We present a general-purpose wall model for large-eddy simulation. The model builds on the building-block flow principle, leveraging essential physics from simple flows to train a generalizable model applicable across complex geometries and flow conditions. The model addresses key limitations of traditional equilibrium wall models (EQWM) and improves upon shortcomings of earlier building-block-based approaches. The model comprises four components: (i) a baseline wall model, (ii) an error model, (iii) a classifier, and (iv) a confidence score. The baseline model predicts the wall-shear stress, while the error model estimates epistemic errors and aleatoric errors, both used for uncertainty quantification. In Part I of this work, we present the baseline model, while the remaining three components are introduced in Part II. The baseline model is designed to capture a broad range of flow phenomena, including turbulence over curved walls and zero, adverse, and favorable mean pressure gradients, as well as flow separation and laminar flow. The problem is formulated as a regression task to predict wall shear stress using a neural network. Model inputs are localized in space and dimensionless, with their selection guided by information-theoretic criteria. Training data include, among other cases, a newly generated direct numerical simulation dataset of turbulent boundary layers under favorable and adverse PG conditions. Validation is carried out through both a priori and a posteriori tests. The a priori evaluation spans 140 diverse high-fidelity numerical datasets and experiments (67 training cases included), covering turbulent boundary layers, airfoils, Gaussian bumps, and full aircraft geometries, among others. We demonstrate that the baseline wall model outperforms the EQWM in 90% of test scenarios, while maintaining errors below 20% for 98% of the cases.

Paper Structure

This paper contains 37 sections, 23 equations, 44 figures, 5 tables.

Figures (44)

  • Figure 1: Overview of the building-block flow wall model version 2 (BFM-WM-v2). The model comprises four components: (i) a baseline wall model, (ii) an error model, (iii) a classifier, and (iv) a confidence score. Each panel contains the question the module is aiming to answer. When appropriate, the error model corrects the baseline prediction. The model inputs and output are formulated in dimensionless form. In Part I of this work, we present the baseline model. The other three components are presented in Part II.

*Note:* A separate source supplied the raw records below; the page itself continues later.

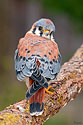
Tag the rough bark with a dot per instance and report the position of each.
(68, 85)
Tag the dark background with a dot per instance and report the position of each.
(16, 18)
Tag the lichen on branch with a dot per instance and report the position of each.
(68, 85)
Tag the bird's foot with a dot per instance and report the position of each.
(50, 90)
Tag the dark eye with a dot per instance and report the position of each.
(40, 28)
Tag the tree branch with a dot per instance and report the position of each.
(68, 85)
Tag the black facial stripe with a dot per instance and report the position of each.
(41, 33)
(34, 30)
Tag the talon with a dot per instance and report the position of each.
(49, 91)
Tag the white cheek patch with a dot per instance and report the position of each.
(37, 32)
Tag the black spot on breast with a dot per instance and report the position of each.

  • Figure 2: Workflow of the training data, dimensionless input/output design, training process, and testing of the baseline model.

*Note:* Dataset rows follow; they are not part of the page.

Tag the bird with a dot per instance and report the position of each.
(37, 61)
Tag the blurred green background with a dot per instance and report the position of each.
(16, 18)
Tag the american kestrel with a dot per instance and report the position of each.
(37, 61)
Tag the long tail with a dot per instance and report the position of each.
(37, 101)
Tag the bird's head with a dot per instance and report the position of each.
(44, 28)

  • Figure 3: (a) Wall-model mesh (dashed red) defined in the local $(n,s)$ coordinates over a curved wall; the surrounding unstructured LES mesh is shown in black. (b) Dimensional inputs investigated to construct the wall model, in addition to fluid properties such as density and viscosity. Subscripts $1$–$4$ denote the $i$-th off-wall grid point, and the subscript $w$ indicates wall values.

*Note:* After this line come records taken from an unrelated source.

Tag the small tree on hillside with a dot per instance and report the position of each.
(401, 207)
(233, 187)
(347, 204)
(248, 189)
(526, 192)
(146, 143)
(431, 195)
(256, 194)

  • Figure 4: Schematics of representative training cases. (a) APG and FPG turbulent boundary layers; (b) turbulent channel flows; (c) FPG Falkner--Skan laminar flow; (d) APG Falkner--Skan laminar flow; (e) spanwise-periodic Gaussian bumps; (f) pressure-induced turbulent separation bubbles. Regions enclosed by grey lines indicate separated flow.
  • Figure 5: The sampling region for the training data covering the range 0.005-0.25 $\delta(x)$, where $\delta(x)$ is boundary layer thickness.